FDA lax in spinach safety, U.S. government report says

There are "significant lapses" in the way the United States Food and Drug Administration verifies the safety of fresh spinach, a new U.S. government report said.

There are "significant lapses" in the way the United States Food and Drug Administration verifies the safety of fresh spinach, a new U.S. government report says.

"It appears that FDA is inspecting high-risk facilities infrequently, failing to take vigorous enforcement action when it does inspect and identify violations and not even inspecting the most probable sources of many outbreaks," said the report by the House committee on oversight and government reform released last week.

The report, titled "FDA and Fresh Spinach Safety," adds that these inspections of packaged fresh spinach facilities are the agency's primary means of checking product safety.

The investigation was prompted by a September 2006 outbreak of E. coli strain O157:H7 that caused more than 200 illnesses, including that of an Ottawa woman, and three deaths that were ultimately traced back to packaged fresh spinach.

There have been at least 20 U.S. outbreaks of this strain of E. coli tied to fresh spinach or lettuce in the past 12 years. E. coli, or Escherichia coli, is a species of bacteria that lives in animal intestines.

The committee found that the FDA's current scope of investigation "appears too narrow to capture the sources of an E. coli outbreak."
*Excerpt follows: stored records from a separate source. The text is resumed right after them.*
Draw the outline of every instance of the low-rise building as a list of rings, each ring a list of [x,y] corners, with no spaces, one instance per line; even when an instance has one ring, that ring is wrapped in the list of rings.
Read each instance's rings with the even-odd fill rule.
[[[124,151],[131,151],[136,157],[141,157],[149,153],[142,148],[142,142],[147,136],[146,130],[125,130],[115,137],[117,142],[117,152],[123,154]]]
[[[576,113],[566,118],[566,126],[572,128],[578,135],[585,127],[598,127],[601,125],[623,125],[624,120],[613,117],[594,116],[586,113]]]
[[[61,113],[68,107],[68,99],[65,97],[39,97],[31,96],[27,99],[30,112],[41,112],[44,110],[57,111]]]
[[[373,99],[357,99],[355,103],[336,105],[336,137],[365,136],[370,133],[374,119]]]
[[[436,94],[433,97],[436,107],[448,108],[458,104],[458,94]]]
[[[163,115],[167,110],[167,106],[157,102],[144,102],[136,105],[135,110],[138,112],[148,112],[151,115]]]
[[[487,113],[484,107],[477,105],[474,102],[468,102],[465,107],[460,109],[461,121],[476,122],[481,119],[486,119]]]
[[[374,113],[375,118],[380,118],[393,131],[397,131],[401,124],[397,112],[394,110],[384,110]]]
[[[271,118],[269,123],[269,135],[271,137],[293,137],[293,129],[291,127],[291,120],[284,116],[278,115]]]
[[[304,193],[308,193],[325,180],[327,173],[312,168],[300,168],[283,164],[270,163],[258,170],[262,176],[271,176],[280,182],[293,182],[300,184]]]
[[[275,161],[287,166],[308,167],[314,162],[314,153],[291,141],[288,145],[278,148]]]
"The outdated statutory sanitation standard severely limits the scope of FDA's ability to adequately prevent many outbreaks," read the report. "Laboratory sampling can detect some microbial contaminations, but cannot prevent many outbreaks."

Sanitation complaints

Inspectors look at the interior of the facility, but not the exterior, which is believed to be the source of the 2006 outbreak. Officials said the water at the facility in San Benito County, Calif., was likely contaminated by cattle feces, pig feces or river water.

In addition to "significant shortfalls" in the scope of inspection and testing, the report also cited difficulties in enforcing corrections to unsanitary conditions.

The committee found that the FDA observed objectionable conditions during nearly half its inspections of fresh spinach packing facilities, with the most common complaints linked to plant sanitation, plant construction and worker sanitation.

The report said the FDA took "no meaningful enforcement action," such as warning letters, seizures or injunctions, and did not follow such practices at the source of the 2006 E. coli outbreak, where lab testing indicated microbial contamination.

When further investigation is deemed necessary, the report found the FDA had difficulty in accessing relevant material or firm records, as the agency lacks the authority to force companies to hand over the information. In at least eight cases, including with the facility at the source of the outbreak, the agency was denied access.

The report also noted that packaged fresh spinach facilities were inspected once every 2.4 years rather than once a year, which is the FDA's inspection goal.

The committee said that inadequate funding and resources for food safety activities at the FDA may contribute to the problems with spinach safety inspections.